Back in 1990 I applied to the BBC for accreditation to attend the Contest as a journalist. It’s a privilege which allows you full access to the rehearsals, press conferences, delegation parties and most importantly, the opportunity to meet and mingle with the performers.

That year I spent a thrilling week chatting with singers about their songs, discussing the (obviously) deep and meaningful lyrics with composers, and the merits of which frock showed up the singer’s natural assets best with their Head of Delegation.

Then it struck me that I was now actually part of the event which I had obsessed about since I was around five years old!
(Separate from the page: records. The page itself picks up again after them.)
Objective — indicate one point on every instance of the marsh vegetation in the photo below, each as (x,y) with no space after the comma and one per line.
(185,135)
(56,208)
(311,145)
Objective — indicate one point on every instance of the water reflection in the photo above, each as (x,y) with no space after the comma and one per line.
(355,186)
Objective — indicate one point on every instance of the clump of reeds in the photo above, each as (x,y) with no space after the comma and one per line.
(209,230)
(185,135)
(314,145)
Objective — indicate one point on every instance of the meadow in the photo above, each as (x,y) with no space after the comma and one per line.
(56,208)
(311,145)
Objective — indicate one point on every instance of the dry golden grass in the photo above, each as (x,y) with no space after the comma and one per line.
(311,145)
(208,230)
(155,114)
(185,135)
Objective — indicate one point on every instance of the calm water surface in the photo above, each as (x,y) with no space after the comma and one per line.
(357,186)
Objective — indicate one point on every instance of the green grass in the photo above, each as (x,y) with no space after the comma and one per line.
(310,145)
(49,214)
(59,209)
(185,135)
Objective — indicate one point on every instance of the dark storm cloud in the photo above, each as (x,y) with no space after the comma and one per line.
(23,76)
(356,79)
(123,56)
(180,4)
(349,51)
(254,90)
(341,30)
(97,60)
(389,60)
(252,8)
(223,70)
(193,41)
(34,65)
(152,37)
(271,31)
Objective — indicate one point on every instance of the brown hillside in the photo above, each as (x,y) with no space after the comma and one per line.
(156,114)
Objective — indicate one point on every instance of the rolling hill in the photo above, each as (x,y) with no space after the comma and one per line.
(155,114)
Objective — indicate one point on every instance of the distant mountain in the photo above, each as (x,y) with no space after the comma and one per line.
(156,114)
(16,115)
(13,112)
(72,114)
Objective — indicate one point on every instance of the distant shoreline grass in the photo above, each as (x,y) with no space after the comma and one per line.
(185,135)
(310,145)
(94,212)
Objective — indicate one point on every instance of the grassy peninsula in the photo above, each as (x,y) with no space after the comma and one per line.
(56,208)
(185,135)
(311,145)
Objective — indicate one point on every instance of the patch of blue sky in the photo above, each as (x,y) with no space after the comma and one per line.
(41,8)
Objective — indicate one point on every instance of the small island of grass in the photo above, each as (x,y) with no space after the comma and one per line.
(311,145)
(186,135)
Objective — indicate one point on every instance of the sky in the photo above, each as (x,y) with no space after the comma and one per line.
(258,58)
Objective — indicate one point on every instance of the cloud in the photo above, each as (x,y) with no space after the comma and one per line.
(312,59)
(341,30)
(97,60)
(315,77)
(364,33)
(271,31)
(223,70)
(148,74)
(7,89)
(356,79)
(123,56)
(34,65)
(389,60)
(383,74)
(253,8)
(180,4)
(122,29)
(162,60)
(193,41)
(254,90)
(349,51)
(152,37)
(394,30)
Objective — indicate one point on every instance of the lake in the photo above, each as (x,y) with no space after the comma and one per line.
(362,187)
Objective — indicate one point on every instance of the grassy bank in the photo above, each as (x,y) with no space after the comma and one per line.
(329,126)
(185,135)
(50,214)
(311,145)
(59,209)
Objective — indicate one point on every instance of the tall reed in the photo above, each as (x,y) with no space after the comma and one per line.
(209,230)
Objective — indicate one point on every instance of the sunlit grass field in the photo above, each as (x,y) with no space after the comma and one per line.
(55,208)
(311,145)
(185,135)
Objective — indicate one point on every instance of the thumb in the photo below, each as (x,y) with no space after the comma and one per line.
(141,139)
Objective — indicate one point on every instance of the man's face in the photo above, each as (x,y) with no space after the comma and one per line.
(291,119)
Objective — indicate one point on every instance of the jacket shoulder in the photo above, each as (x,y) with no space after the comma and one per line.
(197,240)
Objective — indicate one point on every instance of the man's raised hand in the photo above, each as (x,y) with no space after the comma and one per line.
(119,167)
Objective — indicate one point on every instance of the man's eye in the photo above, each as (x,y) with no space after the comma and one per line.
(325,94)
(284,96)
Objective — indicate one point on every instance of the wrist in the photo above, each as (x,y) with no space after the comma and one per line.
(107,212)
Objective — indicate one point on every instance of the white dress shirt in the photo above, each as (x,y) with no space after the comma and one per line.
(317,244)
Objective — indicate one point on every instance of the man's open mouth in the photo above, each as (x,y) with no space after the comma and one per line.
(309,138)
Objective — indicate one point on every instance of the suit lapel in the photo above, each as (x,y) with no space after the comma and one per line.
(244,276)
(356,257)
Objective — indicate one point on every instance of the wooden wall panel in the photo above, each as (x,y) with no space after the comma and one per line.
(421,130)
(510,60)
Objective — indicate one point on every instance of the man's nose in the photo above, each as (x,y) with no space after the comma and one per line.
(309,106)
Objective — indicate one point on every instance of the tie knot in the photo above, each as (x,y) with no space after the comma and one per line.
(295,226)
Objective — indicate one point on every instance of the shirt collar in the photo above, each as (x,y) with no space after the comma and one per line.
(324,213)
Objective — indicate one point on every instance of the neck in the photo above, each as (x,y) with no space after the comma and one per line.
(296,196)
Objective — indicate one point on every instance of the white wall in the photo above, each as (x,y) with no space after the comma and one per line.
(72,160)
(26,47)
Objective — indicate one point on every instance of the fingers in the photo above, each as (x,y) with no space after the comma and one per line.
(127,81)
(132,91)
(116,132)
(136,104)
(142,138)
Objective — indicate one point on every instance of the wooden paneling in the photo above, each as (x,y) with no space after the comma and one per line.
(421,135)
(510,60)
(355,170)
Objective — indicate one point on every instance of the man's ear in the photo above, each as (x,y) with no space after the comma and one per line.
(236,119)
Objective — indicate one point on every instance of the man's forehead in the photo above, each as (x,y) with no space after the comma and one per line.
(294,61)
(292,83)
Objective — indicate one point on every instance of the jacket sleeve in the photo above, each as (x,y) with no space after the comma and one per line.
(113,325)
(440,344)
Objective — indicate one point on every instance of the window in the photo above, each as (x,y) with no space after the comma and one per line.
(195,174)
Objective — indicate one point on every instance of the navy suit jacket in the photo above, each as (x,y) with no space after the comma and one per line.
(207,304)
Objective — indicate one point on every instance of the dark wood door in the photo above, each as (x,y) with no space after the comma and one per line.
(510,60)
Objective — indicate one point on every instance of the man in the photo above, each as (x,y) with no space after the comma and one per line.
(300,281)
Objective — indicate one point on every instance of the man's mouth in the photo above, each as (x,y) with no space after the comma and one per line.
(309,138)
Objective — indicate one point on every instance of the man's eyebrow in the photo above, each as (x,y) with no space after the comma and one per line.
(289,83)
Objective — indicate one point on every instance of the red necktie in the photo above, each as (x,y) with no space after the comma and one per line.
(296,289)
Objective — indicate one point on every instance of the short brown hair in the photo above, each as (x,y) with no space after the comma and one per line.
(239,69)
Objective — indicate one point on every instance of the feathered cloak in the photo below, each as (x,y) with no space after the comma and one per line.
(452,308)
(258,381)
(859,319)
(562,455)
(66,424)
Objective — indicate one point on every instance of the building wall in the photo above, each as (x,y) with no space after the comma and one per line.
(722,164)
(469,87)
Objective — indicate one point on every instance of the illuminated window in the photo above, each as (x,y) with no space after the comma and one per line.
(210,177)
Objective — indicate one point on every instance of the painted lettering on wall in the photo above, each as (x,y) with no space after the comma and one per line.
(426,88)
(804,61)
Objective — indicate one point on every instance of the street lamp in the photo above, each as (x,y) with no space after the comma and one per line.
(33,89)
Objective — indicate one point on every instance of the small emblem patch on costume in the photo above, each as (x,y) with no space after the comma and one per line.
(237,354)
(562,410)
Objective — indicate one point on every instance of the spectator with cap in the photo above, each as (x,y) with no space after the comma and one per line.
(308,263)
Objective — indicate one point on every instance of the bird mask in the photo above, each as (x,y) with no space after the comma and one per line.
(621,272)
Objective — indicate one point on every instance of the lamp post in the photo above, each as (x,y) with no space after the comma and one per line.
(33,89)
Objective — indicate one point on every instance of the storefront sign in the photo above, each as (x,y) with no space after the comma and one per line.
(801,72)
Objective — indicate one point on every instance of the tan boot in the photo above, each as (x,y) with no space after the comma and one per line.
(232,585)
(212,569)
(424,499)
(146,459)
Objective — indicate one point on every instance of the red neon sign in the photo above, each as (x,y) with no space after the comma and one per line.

In one instant I realised that I had crossed a bridge, and would no longer be content with simply watching the show from the comfort of my living room. I had to be there, and had to be a part of the magic of Eurovision.

And so, some 23 contests later, I find myself on the shores of the Caspian Sea - the furthest east we have ever been.

We’re in Baku, capital city of the oil-rich nation of Azerbaijan. Whether or not this is actually Europe is debatable, but the country has pulled out all the stops to ensure that they stage the biggest and most lavish production we’ve ever seen.

The 16,000 seat Crystal Hall, where the contest is being staged, was erected in less than eight months.

Much has been made about the human rights issues in the country and many political activists have fought to have the contest moved away, but with an Olympic bid for 2020 in the offing, the authorities here are keen to show what is actually a stunningly beautiful city as having the infrastructure and capacity to stage a world-class event.

It won’t just be the eyes of Europe that are fixed on Baku on Saturday night...

As for me, well, I’m having a complete hoot mixing with the great and good of the most fabulous event on the year (in my calendar anyway)... and now I’m off to discuss cake recipes with the septuagenarian grannies representing Russia.